Title: Belinda’s Law
Author: Jerry Bronk
Publisher: Trafford
ISBN: 978-1466996274
Pages: 168, Paperback/Kindle
Genre: Fiction
Synopsis
Here’s where I get uncooperative. I think it was in the sixth grade when I balked at having to do an autobiography. If I did the assignment it probably read, for instance… went to first and second grade at the Cass Street School in Milwaukee, etc. I’m sure I didn’t mention that the teachers there were the last good ones I had, I know I didn’t include asking the teacher why my drawings weren’t on the bulletin board as they usually were and she explaining that the other kids should have their chance. Not that I didn’t take that as only sensible and fair, but that was probably the last time I initiated with any teacher. They were, if not the enemy, something other and one didn’t lobby for grades or attention.

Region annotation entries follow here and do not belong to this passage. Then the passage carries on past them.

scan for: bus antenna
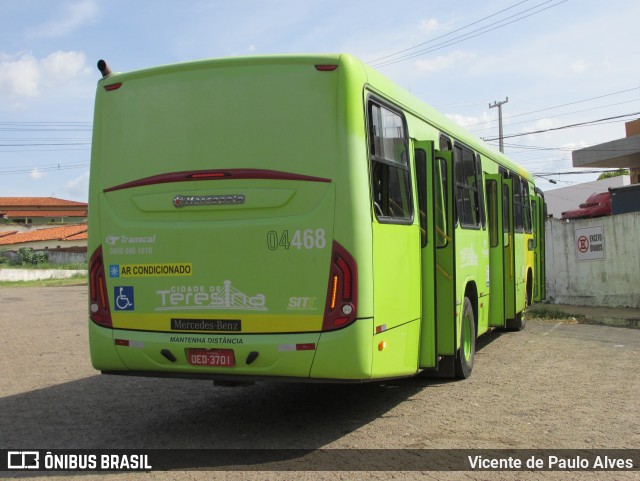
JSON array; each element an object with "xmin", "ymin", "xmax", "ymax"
[{"xmin": 98, "ymin": 60, "xmax": 111, "ymax": 78}]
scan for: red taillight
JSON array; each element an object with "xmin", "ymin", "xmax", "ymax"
[
  {"xmin": 89, "ymin": 246, "xmax": 112, "ymax": 327},
  {"xmin": 104, "ymin": 82, "xmax": 122, "ymax": 92},
  {"xmin": 316, "ymin": 65, "xmax": 338, "ymax": 72},
  {"xmin": 322, "ymin": 241, "xmax": 358, "ymax": 331}
]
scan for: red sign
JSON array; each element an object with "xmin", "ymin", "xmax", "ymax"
[{"xmin": 578, "ymin": 235, "xmax": 589, "ymax": 254}]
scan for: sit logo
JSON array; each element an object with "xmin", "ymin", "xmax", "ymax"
[{"xmin": 287, "ymin": 297, "xmax": 318, "ymax": 311}]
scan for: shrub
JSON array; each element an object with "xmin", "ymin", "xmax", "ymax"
[{"xmin": 18, "ymin": 247, "xmax": 48, "ymax": 266}]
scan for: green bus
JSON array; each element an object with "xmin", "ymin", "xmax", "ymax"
[{"xmin": 88, "ymin": 55, "xmax": 545, "ymax": 384}]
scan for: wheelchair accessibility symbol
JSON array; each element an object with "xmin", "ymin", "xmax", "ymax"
[{"xmin": 113, "ymin": 286, "xmax": 134, "ymax": 311}]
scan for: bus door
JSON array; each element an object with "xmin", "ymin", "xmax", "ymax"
[
  {"xmin": 420, "ymin": 147, "xmax": 457, "ymax": 377},
  {"xmin": 485, "ymin": 174, "xmax": 508, "ymax": 327},
  {"xmin": 414, "ymin": 141, "xmax": 446, "ymax": 368},
  {"xmin": 369, "ymin": 101, "xmax": 420, "ymax": 377},
  {"xmin": 532, "ymin": 189, "xmax": 547, "ymax": 302},
  {"xmin": 502, "ymin": 178, "xmax": 516, "ymax": 324}
]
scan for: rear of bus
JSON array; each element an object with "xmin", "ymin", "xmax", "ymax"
[{"xmin": 89, "ymin": 56, "xmax": 372, "ymax": 381}]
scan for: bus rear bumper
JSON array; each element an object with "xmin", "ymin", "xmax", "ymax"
[{"xmin": 89, "ymin": 319, "xmax": 373, "ymax": 382}]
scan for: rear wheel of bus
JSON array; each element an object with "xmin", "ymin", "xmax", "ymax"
[{"xmin": 455, "ymin": 297, "xmax": 476, "ymax": 379}]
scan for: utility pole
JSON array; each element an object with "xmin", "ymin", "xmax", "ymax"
[{"xmin": 489, "ymin": 97, "xmax": 509, "ymax": 154}]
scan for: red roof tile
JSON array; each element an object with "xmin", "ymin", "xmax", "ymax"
[
  {"xmin": 0, "ymin": 224, "xmax": 87, "ymax": 245},
  {"xmin": 1, "ymin": 210, "xmax": 87, "ymax": 218},
  {"xmin": 0, "ymin": 197, "xmax": 87, "ymax": 209}
]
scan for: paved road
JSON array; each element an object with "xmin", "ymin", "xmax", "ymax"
[{"xmin": 0, "ymin": 287, "xmax": 640, "ymax": 480}]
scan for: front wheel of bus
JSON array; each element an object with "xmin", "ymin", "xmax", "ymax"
[{"xmin": 455, "ymin": 297, "xmax": 476, "ymax": 379}]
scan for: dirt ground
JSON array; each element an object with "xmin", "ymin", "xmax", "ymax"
[{"xmin": 0, "ymin": 286, "xmax": 640, "ymax": 481}]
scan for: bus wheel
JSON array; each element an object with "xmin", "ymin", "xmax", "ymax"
[
  {"xmin": 455, "ymin": 297, "xmax": 476, "ymax": 379},
  {"xmin": 505, "ymin": 311, "xmax": 527, "ymax": 331}
]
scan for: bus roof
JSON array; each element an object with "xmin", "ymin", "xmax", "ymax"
[{"xmin": 100, "ymin": 54, "xmax": 533, "ymax": 182}]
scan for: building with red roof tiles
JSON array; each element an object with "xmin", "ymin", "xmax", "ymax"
[
  {"xmin": 0, "ymin": 197, "xmax": 88, "ymax": 225},
  {"xmin": 0, "ymin": 224, "xmax": 87, "ymax": 250}
]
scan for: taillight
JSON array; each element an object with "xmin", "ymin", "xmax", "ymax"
[
  {"xmin": 322, "ymin": 241, "xmax": 358, "ymax": 331},
  {"xmin": 316, "ymin": 64, "xmax": 338, "ymax": 72},
  {"xmin": 89, "ymin": 246, "xmax": 112, "ymax": 327}
]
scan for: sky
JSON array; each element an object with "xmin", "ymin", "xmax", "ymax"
[{"xmin": 0, "ymin": 0, "xmax": 640, "ymax": 202}]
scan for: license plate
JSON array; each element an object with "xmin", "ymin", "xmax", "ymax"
[{"xmin": 187, "ymin": 349, "xmax": 236, "ymax": 367}]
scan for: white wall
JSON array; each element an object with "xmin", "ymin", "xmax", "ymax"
[{"xmin": 545, "ymin": 212, "xmax": 640, "ymax": 308}]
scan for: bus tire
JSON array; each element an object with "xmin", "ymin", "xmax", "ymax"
[
  {"xmin": 505, "ymin": 311, "xmax": 527, "ymax": 331},
  {"xmin": 455, "ymin": 297, "xmax": 476, "ymax": 379}
]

It seems that this Jeff guy — for his literary ambition — has appropriated, quite selectively, much of my life. Eg, he takes my modest anti-Nam experience and has himself at the largest protest in Berkeley (and infamous for the one guy killed). Actually I ran into that traffic-stopping chaos and was royally pissed because I was driving a Post Office truck and was trying to deliver.”relays” of sorted mail to the storage “cans” for the carriers. Another drive had me carrying six million dollars worth of stamps to be incinerated (?). There was armed security driving behind me and ahead of me and when we got to Georgia-Pacific I was told to stay in the truck. But I mention this because I was parked a stone’s throw from the office where my creation — a wall hanging of their logo — might have been displayed and I was tempted to take a quick looksee. That side-career of constructing (through a decorator) to customer’s specs became very uninteresting.

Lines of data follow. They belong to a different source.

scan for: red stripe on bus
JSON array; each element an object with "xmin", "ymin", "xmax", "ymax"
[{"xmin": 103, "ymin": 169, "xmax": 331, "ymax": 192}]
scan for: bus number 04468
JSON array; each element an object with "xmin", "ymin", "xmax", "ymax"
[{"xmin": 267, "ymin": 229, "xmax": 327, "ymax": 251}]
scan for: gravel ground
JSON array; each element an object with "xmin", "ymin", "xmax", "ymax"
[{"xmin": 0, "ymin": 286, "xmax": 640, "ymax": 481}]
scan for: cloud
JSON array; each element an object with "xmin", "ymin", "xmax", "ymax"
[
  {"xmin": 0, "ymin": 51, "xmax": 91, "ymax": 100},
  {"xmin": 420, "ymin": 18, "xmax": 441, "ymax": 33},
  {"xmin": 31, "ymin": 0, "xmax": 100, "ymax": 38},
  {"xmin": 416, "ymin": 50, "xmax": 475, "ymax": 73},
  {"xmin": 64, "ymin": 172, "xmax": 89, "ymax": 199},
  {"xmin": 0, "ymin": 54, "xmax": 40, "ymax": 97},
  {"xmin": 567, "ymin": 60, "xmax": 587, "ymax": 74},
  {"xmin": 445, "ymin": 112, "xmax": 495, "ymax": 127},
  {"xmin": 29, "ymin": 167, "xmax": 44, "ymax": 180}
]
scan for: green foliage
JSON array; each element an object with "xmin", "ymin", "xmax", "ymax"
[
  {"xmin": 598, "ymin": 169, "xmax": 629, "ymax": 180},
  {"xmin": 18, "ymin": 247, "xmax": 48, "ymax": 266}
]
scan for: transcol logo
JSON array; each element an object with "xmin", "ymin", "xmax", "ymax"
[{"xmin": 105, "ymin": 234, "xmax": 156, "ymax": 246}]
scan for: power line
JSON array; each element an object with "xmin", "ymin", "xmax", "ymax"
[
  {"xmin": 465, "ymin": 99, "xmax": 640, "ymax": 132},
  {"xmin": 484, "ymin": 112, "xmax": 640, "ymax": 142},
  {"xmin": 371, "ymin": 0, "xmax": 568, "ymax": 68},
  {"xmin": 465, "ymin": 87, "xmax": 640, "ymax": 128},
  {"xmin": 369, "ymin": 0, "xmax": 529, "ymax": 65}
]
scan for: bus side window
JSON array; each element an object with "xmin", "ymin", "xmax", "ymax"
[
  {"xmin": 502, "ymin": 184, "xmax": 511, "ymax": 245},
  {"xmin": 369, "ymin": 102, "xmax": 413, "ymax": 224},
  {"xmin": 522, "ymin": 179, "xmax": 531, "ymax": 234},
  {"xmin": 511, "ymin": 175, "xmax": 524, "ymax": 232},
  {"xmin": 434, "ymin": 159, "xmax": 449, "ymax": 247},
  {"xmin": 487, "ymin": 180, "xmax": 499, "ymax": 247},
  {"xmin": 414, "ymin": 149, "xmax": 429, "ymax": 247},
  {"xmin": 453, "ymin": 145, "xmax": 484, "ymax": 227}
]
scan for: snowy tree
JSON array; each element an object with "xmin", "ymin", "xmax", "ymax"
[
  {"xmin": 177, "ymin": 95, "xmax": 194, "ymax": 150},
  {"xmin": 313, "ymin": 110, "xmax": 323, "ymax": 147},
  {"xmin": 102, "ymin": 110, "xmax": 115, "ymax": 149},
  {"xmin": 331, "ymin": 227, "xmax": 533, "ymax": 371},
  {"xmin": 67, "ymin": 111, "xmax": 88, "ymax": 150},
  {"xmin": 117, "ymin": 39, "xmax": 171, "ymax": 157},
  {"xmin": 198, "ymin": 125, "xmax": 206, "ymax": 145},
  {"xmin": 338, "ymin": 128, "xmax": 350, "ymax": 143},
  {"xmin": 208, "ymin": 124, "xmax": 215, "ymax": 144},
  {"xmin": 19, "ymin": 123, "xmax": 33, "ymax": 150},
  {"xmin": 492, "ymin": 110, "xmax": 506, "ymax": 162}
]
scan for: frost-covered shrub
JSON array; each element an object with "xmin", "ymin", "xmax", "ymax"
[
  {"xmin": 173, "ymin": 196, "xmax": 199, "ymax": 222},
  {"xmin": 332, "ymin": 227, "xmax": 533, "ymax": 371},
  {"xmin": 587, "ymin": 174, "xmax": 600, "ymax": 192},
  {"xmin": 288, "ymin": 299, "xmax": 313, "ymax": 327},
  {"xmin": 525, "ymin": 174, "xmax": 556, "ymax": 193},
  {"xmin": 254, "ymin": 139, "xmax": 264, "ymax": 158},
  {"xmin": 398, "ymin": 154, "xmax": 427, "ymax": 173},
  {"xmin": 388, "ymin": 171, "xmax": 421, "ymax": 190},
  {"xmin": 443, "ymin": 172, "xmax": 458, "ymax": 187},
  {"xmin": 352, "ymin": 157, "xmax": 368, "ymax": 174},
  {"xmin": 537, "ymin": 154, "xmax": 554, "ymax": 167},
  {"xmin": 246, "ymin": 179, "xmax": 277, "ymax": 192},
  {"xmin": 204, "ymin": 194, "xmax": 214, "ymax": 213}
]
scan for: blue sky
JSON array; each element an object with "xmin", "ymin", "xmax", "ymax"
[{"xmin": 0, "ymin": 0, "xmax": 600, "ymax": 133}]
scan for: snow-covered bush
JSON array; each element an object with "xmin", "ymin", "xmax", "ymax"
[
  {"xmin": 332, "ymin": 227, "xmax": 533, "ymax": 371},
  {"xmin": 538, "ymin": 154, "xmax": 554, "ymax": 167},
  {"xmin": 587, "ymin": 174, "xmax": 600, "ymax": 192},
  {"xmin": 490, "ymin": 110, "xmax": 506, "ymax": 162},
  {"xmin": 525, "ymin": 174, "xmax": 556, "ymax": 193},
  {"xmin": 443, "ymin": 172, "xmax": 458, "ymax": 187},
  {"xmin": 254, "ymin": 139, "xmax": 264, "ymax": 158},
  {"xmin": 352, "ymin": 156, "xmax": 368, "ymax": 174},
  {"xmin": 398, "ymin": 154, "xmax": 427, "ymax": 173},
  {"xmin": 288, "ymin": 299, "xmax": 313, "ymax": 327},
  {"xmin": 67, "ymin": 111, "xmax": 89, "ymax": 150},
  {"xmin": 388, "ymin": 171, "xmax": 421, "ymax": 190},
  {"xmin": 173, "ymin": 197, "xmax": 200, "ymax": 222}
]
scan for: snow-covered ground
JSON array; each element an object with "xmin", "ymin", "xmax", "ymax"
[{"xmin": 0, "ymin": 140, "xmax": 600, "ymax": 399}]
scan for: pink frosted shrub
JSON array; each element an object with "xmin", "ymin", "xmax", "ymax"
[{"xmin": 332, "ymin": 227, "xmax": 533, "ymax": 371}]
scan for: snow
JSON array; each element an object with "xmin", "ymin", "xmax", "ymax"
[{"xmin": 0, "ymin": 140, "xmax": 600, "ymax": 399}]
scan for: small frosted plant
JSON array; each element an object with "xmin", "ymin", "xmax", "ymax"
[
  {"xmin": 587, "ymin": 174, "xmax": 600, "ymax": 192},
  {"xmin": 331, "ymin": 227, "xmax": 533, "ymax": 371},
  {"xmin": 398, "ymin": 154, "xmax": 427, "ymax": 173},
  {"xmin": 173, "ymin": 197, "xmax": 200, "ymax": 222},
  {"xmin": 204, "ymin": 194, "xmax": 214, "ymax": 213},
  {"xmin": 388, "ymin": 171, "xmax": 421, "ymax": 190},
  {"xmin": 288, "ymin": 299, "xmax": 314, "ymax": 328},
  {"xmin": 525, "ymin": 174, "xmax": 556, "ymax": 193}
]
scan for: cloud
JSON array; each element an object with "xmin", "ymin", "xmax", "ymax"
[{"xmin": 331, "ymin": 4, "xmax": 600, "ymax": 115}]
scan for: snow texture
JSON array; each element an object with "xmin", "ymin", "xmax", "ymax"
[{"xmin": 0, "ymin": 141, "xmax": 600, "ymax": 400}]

I suppose I should write something about writing. Well, the thing is…I’m not a real writer. Ie, one who sits down every day and knocks out so many words. Every once-in-a-while I write a story or an article which may or may not be submitted. I enter the New Yorker caption contest about half the time and about half of those I think (with maybe ten thousand others) that mine was funnier. A recent lead letter in Harper’scaused a reaction and, oddly, was rewritten more than it was edited. I do have a pretty good published rate in that very minor field. (I do standard punctuation for these; I use, for example, that pointless period and superfluous dot, ie, e.g.,)
And, oh yes, I was born a good while back, went to various schools until that age of unreason (sixteen), worked off-and-on, here-and-there and now live, quite reasonably, in San Francisco.